In return, the ants defend “their” caterpillars against enemies. Thus, they hinder for example parasitoids such as parasitic wasps and flies from laying their eggs on the larvae. However, the presence of the ants might also be a general protection against other, more opportunistic, predators. Hence, the carnivorous ants protect an otherwise suitable prey. However, this protection is far from being perfect; many caterpillars of the chalk-hill blue are still infested by parasitoids. Nevertheless, even the pupae are frequently found close to ant nests (Pfeuffer 2000, Asher et al. 2001). This symbiosis has already been observed for different ant species. In central Europe, relationships with P. coridon are known to involve the genera Lasius, Tetramorium and Myrmica (e.g. Fiedler 1987, Maschwitz and Fiedler 1988, Schurian 1989, Ebert and Rennwald 1991, Fiedler et al. 1992, Pfeuffer 2000, 2013).

In general, myrmecophilous behaviour has frequently been observed in many lycaenid species, with many ant species involved all around the world (e.g. Fiedler et al. 1991, New 1993). The protective benefits for the larvae of lycaenids have already been demonstrated in the wild for Glaucopsyche lygdamus (Pierce and Mead 1981, Pierce and Easteal 1986). Furthermore, higher growth rates of lycaenid larvae with than without ant attendance have been demonstrated (e.g. Fiedler and Saam 1994, Wagner and del Rio 1997).

Ecology of the imagoes

The butterflies are much less choosy in the selection of their nectar sources than the caterpillars are with their host plants. However, the imagoes tend to prefer classic butterfly flowers, mostly of the plant families Lamiaceae, Asteraceae and Caprifoliaceae, although species of Leguminosae are also frequently visited for nectaring. The most visited plant genera are apparently Origanum, Scabiosa, Knautia and Centaurea (Weidemann 1986, Ebert and Rennwald 1991, Lörtscher et al. 1995, Pfeuffer 2013).
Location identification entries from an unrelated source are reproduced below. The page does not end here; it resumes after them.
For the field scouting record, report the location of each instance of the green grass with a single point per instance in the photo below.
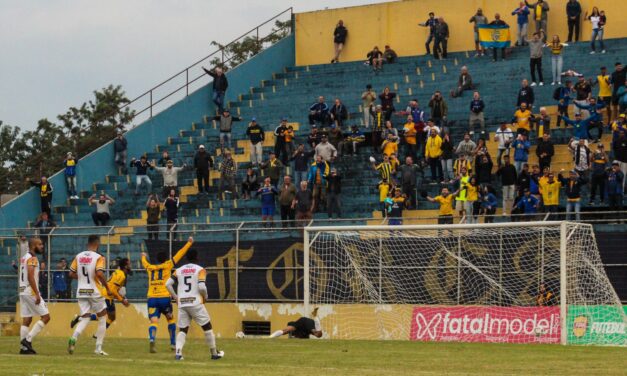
(312, 357)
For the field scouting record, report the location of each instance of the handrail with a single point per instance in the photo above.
(186, 70)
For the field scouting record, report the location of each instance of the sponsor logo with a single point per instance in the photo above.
(580, 326)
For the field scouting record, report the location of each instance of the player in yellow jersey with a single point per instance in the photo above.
(158, 295)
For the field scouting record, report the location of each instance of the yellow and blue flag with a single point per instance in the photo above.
(495, 36)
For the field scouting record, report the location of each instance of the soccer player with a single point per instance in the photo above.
(302, 327)
(158, 296)
(31, 303)
(190, 296)
(88, 268)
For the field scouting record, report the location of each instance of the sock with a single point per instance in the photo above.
(152, 331)
(276, 334)
(100, 332)
(36, 329)
(80, 327)
(211, 341)
(172, 331)
(180, 342)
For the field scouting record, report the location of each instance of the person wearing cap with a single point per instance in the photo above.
(202, 163)
(120, 146)
(226, 120)
(256, 136)
(572, 187)
(70, 163)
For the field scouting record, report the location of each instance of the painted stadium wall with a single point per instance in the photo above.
(396, 24)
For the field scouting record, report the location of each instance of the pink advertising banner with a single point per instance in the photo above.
(486, 324)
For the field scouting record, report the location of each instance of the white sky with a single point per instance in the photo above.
(55, 53)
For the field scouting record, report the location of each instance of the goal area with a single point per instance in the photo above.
(533, 282)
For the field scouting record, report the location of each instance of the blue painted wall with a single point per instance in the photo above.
(95, 166)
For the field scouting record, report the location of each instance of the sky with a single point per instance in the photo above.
(55, 53)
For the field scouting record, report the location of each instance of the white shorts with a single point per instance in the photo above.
(28, 308)
(91, 305)
(198, 313)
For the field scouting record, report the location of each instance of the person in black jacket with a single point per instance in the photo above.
(202, 163)
(220, 84)
(339, 38)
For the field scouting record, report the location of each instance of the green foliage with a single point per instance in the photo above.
(31, 154)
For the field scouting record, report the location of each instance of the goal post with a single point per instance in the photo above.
(525, 282)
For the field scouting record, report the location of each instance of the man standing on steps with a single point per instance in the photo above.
(220, 84)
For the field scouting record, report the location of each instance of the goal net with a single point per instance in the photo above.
(516, 282)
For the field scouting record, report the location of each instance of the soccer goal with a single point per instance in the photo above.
(535, 282)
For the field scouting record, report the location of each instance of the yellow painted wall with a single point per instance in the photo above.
(396, 24)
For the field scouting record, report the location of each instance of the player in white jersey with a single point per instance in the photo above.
(191, 296)
(31, 303)
(88, 268)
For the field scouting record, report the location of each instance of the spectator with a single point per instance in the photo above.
(573, 11)
(598, 175)
(250, 183)
(120, 146)
(545, 151)
(572, 187)
(498, 22)
(466, 147)
(338, 113)
(325, 150)
(389, 55)
(226, 127)
(304, 204)
(70, 164)
(45, 194)
(256, 136)
(522, 20)
(597, 21)
(272, 168)
(557, 60)
(433, 151)
(228, 171)
(153, 211)
(441, 34)
(202, 163)
(170, 176)
(476, 113)
(521, 151)
(464, 82)
(317, 179)
(219, 86)
(349, 145)
(102, 214)
(374, 58)
(339, 38)
(431, 22)
(535, 59)
(509, 177)
(287, 193)
(368, 98)
(334, 191)
(141, 174)
(478, 19)
(439, 109)
(319, 112)
(615, 184)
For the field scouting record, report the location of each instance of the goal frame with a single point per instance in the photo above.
(562, 225)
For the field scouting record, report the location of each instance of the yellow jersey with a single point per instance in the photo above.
(159, 274)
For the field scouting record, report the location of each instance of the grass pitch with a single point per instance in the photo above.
(311, 357)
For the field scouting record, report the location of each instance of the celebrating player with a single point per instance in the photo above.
(158, 296)
(88, 268)
(31, 303)
(191, 295)
(302, 327)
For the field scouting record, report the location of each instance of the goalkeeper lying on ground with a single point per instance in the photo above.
(302, 327)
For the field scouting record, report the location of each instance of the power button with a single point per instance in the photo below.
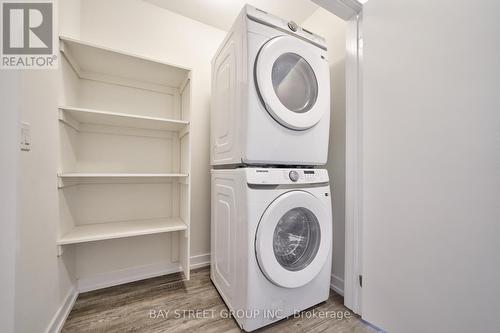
(294, 175)
(293, 26)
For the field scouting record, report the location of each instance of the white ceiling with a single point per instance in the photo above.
(222, 13)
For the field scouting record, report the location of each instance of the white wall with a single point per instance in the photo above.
(42, 280)
(431, 138)
(142, 28)
(332, 29)
(9, 147)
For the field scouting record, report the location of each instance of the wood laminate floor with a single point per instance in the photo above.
(163, 304)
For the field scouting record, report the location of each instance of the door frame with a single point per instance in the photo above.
(352, 11)
(353, 270)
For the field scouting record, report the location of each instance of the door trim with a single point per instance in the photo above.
(354, 163)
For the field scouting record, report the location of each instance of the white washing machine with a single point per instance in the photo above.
(270, 100)
(271, 241)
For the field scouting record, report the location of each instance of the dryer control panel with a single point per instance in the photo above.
(278, 176)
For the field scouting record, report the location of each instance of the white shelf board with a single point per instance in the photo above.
(113, 230)
(90, 58)
(73, 175)
(91, 116)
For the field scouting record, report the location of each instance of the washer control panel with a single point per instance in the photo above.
(278, 176)
(294, 175)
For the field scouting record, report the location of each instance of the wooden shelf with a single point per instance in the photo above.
(70, 115)
(90, 60)
(113, 230)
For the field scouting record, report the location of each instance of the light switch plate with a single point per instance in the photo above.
(25, 144)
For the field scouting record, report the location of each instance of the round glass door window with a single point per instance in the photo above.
(296, 239)
(294, 82)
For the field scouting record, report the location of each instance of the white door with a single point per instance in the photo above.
(293, 81)
(293, 239)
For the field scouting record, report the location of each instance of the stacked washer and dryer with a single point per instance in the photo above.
(271, 222)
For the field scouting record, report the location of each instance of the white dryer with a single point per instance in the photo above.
(271, 241)
(270, 100)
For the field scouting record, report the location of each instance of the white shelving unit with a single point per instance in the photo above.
(112, 230)
(74, 117)
(125, 150)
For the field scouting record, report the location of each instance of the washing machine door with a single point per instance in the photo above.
(293, 239)
(293, 81)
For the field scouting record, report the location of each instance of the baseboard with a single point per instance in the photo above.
(337, 284)
(62, 313)
(118, 277)
(198, 261)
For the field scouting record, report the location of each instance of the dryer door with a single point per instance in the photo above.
(293, 81)
(293, 239)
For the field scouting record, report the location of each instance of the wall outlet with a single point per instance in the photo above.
(25, 144)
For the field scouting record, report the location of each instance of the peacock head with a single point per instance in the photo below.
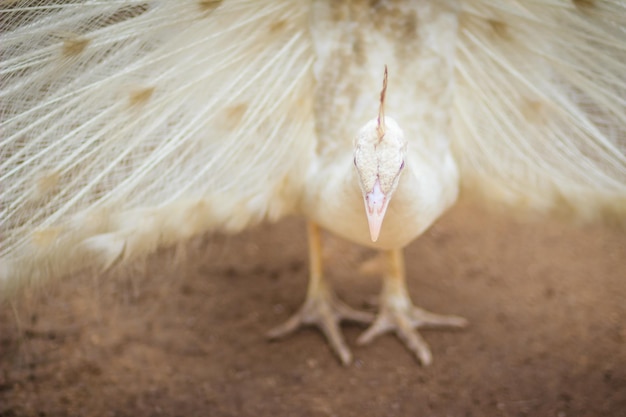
(379, 151)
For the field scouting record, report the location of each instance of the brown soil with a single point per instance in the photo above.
(183, 334)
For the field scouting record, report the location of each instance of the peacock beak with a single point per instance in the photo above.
(376, 203)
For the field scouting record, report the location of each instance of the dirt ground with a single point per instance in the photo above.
(183, 334)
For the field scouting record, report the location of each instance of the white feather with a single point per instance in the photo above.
(127, 125)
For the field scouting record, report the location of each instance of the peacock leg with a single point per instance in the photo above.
(322, 308)
(398, 313)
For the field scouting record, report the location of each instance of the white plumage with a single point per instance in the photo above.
(128, 125)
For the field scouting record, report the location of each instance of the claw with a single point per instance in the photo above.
(404, 323)
(326, 312)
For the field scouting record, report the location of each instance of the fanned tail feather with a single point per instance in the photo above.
(133, 124)
(540, 109)
(127, 125)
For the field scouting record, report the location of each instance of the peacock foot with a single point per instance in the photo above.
(325, 311)
(404, 319)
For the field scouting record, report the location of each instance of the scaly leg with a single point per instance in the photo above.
(322, 308)
(398, 313)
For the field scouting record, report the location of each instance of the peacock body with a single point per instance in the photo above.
(128, 125)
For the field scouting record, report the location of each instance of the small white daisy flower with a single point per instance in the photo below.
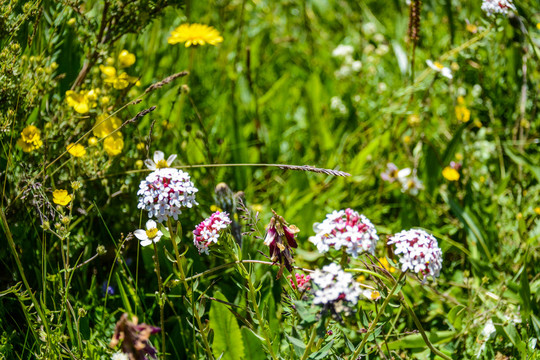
(151, 234)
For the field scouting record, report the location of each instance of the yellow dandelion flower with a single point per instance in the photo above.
(76, 150)
(126, 59)
(450, 174)
(61, 197)
(195, 34)
(79, 101)
(114, 144)
(105, 125)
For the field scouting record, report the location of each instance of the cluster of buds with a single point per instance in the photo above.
(280, 238)
(345, 229)
(208, 231)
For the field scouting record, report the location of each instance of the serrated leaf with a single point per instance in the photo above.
(228, 342)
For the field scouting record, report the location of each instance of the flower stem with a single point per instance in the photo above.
(161, 302)
(310, 342)
(376, 320)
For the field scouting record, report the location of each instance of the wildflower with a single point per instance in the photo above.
(450, 174)
(195, 34)
(92, 141)
(302, 280)
(418, 252)
(164, 192)
(491, 7)
(333, 285)
(76, 150)
(446, 72)
(135, 338)
(150, 235)
(119, 356)
(114, 144)
(105, 125)
(159, 161)
(280, 238)
(343, 51)
(80, 102)
(462, 113)
(61, 197)
(76, 185)
(371, 294)
(393, 173)
(208, 231)
(347, 229)
(126, 59)
(30, 139)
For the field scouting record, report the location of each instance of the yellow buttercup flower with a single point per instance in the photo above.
(30, 139)
(61, 197)
(76, 150)
(114, 144)
(450, 174)
(126, 59)
(80, 101)
(195, 34)
(105, 125)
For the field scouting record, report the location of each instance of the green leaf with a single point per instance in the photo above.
(228, 342)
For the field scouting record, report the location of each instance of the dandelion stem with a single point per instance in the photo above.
(376, 320)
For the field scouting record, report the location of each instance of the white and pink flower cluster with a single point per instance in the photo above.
(332, 284)
(418, 251)
(491, 7)
(209, 230)
(164, 192)
(347, 229)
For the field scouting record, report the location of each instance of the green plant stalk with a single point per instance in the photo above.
(161, 303)
(21, 271)
(189, 291)
(253, 296)
(376, 320)
(422, 331)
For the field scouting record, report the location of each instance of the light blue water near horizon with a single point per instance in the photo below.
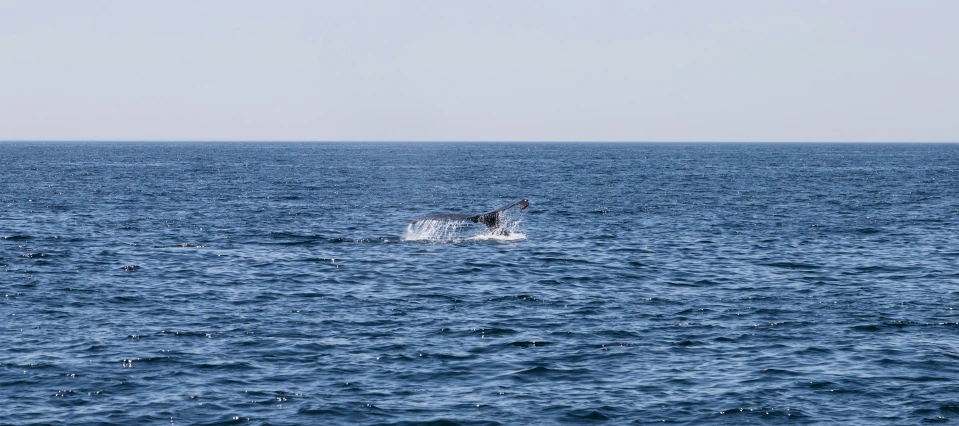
(676, 283)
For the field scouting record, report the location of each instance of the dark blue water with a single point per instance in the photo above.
(679, 283)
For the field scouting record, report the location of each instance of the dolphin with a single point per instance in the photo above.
(490, 219)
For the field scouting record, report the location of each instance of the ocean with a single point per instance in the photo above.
(282, 283)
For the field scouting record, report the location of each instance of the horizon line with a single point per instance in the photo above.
(451, 141)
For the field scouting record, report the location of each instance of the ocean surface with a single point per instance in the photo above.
(281, 283)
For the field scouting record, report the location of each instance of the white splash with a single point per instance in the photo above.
(445, 231)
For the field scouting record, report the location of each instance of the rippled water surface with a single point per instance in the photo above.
(256, 283)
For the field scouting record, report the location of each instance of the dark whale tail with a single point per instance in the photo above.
(492, 220)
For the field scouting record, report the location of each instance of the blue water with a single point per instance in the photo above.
(249, 283)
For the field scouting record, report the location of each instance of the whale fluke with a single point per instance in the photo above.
(492, 220)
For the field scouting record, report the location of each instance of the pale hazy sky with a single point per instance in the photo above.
(556, 70)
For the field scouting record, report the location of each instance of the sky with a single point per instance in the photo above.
(497, 70)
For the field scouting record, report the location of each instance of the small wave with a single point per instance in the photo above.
(446, 231)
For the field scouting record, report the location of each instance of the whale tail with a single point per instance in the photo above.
(493, 219)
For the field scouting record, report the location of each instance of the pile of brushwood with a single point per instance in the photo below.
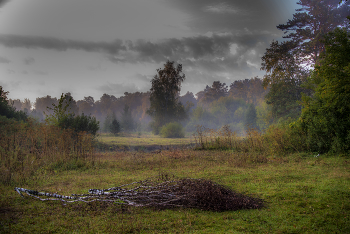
(162, 192)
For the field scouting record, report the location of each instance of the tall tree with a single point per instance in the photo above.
(165, 106)
(251, 118)
(325, 116)
(8, 110)
(127, 121)
(216, 91)
(285, 62)
(283, 78)
(311, 23)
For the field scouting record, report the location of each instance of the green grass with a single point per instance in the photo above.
(132, 140)
(304, 194)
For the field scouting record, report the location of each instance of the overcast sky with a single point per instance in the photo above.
(89, 47)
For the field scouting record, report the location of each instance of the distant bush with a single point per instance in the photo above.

The distribution of nectar sources strongly influences the microdistribution of the butterflies within the habitat (Lörtscher et al. 1995). It seems that butterflies give preference to violet flower heads, but visits to white and yellow flowers can also frequently be observed (Fig. 11). However, the butterflies also gather at muddy places to take up water (e.g. Pfeuffer 2013) and even visit excrements and carcasses (e.g. Jones 2000). Like many other lycaenids, the chalk-hill blue aggregates in sleeping groups in the evening (Figure 12) (e.g. Weidemann 1986). After sunset, they mostly descend into the more closed vegetation to spend the night.

Figure 10. 

The purple crown vetch Securigera varia is an important additional larval host plant from the Balkan Peninsula to eastern Brandenburg and Poland. In some regions, e.g. Brandenburg, this plant is the sole larval host plant. Strausberg, eastern Brandenburg, 17.VI.2014. Photo: Thomas Schmitt.

Figure 11. 

The imagoes of the chalk-hill blue visit flowers of different plant species for nectaring, here the cream scabious Scabiosa ocholeuca (left: Csákvár, Vértes mountains, western Hungary, 21.VII.2014) and a yellow-flowering Fabaceae (right: Luka nad Vahom, south-western Slovakia, 09.VIII.2014; note that the depicted individual is a member of the second generation of a bivoltine population). Photos: Thomas Schmitt.

Figure 12. 

The imagoes of the chalk-hill blue often congregate in sleeping groups in the evening. Many individuals can assemble at exposed places, to utilise the last sunshine of the day. Gánt, Vértes mountains, western Hungary, 08.VIII.2014. Photo: Thomas Schmitt.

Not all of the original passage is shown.